Solve for Z Z^2=49
In this problem, you are being asked to find all values of the variable Z that would satisfy the equation when Z is squared (Z^2) equals 49. Essentially, you need to figure out what number(s) Z can be so that when you square that number, the result is 49.
$Z^{2} = 49$
Isolate the variable by applying the square root to both sides of the equation. $Z = \pm \sqrt{49}$
Find the square root of 49.
Express 49 as a square of an integer. $Z = \pm \sqrt{7^{2}}$
Extract the square root of the perfect square. $Z = \pm 7$
Determine both solutions from the positive and negative roots.

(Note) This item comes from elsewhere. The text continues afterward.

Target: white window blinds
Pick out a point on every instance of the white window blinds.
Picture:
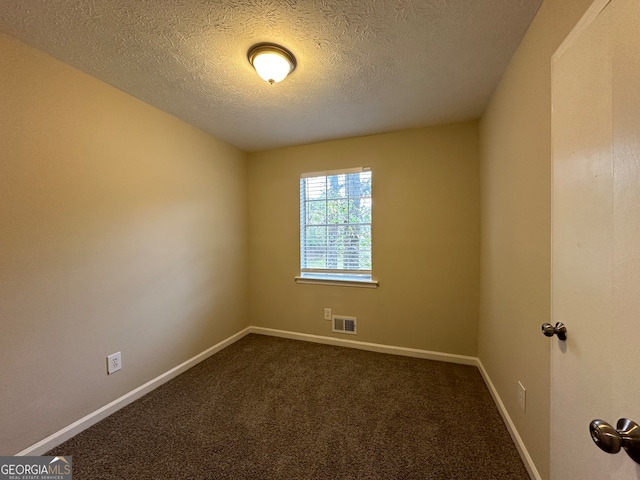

For the positive root: $Z = 7$
For the negative root: $Z = -7$
Combine both solutions to present the final answer. $Z = 7 , -7$
To solve an equation where the variable is squared, one typically takes the square root of both sides. This process is based on the principle that if $a^2 = b$, then $a = \pm \sqrt{b}$, where $\pm$ indicates that both the positive and negative square roots should be considered.
When simplifying the square root of a perfect square, such as $49$, it's helpful to recognize that $49$ is $7^2$. Thus, the square root of $49$ is $7$, and because of the $\pm$ symbol, we consider both $7$ and $-7$.
The final solution to an equation with a squared variable will often have two possible values, one positive and one negative, unless the context of the problem restricts the solution to only positive or only negative values.
In this case, since there are no such restrictions, both $7$ and $-7$ are valid solutions for $Z$ when $Z^2 = 49$.